Bian Tao, Jiang Zhong-Ping
IEEE Trans Neural Netw Learn Syst. 2022 Jul;33(7):2781-2790. doi: 10.1109/TNNLS.2020.3045087. Epub 2022 Jul 6.
This article studies the adaptive optimal control problem for continuous-time nonlinear systems described by differential equations. A key strategy is to exploit the value iteration (VI) method proposed initially by Bellman in 1957 as a fundamental tool to solve dynamic programming problems. However, previous VI methods are all exclusively devoted to the Markov decision processes and discrete-time dynamical systems. In this article, we aim to fill up the gap by developing a new continuous-time VI method that will be applied to address the adaptive or nonadaptive optimal control problems for continuous-time systems described by differential equations. Like the traditional VI, the continuous-time VI algorithm retains the nice feature that there is no need to assume the knowledge of an initial admissible control policy. As a direct application of the proposed VI method, a new class of adaptive optimal controllers is obtained for nonlinear systems with totally unknown dynamics. A learning-based control algorithm is proposed to show how to learn robust optimal controllers directly from real-time data. Finally, two examples are given to illustrate the efficacy of the proposed methodology.

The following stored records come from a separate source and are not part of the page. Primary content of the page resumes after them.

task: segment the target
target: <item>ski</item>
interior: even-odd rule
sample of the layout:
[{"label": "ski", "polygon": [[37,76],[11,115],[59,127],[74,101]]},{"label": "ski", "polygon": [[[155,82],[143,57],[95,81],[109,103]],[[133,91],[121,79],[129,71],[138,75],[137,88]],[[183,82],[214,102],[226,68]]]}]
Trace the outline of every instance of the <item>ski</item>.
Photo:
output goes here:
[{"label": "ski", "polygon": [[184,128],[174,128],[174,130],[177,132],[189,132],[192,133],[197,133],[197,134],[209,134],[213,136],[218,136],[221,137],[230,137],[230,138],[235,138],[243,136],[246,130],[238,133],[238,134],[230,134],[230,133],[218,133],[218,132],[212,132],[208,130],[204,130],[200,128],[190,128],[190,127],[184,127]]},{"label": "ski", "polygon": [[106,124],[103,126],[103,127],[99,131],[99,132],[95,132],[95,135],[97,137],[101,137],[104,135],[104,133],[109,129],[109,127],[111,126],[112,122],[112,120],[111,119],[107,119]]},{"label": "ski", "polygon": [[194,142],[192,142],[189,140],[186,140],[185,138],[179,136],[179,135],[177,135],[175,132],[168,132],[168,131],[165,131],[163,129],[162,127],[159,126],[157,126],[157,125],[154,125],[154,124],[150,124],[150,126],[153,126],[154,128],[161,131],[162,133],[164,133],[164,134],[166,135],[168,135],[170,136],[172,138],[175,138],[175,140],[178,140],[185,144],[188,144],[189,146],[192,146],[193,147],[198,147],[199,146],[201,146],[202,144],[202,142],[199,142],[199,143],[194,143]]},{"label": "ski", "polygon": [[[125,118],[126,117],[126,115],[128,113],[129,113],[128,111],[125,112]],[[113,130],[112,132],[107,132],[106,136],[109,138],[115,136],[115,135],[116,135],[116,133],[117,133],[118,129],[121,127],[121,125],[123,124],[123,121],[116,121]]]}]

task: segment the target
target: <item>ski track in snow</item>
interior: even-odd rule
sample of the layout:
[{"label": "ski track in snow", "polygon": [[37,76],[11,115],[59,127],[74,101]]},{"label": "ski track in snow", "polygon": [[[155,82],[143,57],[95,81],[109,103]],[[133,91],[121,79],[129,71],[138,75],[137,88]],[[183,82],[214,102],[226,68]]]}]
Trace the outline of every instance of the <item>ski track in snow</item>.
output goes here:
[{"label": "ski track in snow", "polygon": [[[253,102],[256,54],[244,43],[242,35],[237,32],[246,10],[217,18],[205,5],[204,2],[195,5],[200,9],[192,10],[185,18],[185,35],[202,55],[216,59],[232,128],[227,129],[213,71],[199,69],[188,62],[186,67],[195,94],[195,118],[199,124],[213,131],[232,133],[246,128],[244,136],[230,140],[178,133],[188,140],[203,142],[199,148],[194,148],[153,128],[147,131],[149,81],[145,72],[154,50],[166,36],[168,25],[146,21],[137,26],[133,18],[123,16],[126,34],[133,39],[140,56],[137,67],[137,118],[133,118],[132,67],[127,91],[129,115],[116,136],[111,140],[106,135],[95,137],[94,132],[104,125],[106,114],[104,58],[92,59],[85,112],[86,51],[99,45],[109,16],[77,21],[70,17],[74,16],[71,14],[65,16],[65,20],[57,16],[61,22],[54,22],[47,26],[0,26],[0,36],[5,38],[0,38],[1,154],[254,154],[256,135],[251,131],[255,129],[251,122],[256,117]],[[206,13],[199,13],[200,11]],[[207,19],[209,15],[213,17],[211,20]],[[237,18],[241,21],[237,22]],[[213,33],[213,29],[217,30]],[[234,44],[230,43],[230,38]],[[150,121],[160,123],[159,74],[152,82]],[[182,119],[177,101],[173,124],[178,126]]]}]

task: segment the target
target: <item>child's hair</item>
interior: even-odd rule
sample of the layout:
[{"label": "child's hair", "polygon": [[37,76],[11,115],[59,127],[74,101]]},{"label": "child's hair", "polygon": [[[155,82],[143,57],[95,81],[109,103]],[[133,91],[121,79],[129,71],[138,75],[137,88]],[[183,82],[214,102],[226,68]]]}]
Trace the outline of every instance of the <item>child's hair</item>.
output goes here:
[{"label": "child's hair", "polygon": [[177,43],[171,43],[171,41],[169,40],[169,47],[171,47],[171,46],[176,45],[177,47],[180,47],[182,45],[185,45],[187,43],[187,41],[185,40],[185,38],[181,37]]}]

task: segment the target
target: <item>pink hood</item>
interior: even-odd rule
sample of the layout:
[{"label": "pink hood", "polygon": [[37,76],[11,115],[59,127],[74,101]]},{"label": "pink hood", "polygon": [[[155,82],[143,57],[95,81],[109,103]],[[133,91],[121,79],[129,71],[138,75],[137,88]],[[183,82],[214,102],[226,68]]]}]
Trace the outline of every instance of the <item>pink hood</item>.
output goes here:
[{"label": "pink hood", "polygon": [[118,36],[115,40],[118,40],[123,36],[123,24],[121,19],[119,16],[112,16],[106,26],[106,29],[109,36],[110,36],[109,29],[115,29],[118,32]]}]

本文研究了由微分方程描述的连续时间非线性系统的自适应最优控制问题。一个关键策略是利用贝尔曼于1957年最初提出的价值迭代(VI)方法,将其作为解决动态规划问题的基本工具。然而,以前的VI方法都专门用于马尔可夫决策过程和离散时间动态系统。在本文中,我们旨在通过开发一种新的连续时间VI方法来填补这一空白,该方法将用于解决由微分方程描述的连续时间系统的自适应或非自适应最优控制问题。与传统的VI一样,连续时间VI算法保留了一个很好的特性,即无需假设初始可允许控制策略的知识。作为所提出的VI方法的直接应用,针对动力学完全未知的非线性系统,获得了一类新的自适应最优控制器。提出了一种基于学习的控制算法,以展示如何直接从实时数据中学习鲁棒最优控制器。最后,给出了两个例子来说明所提方法的有效性。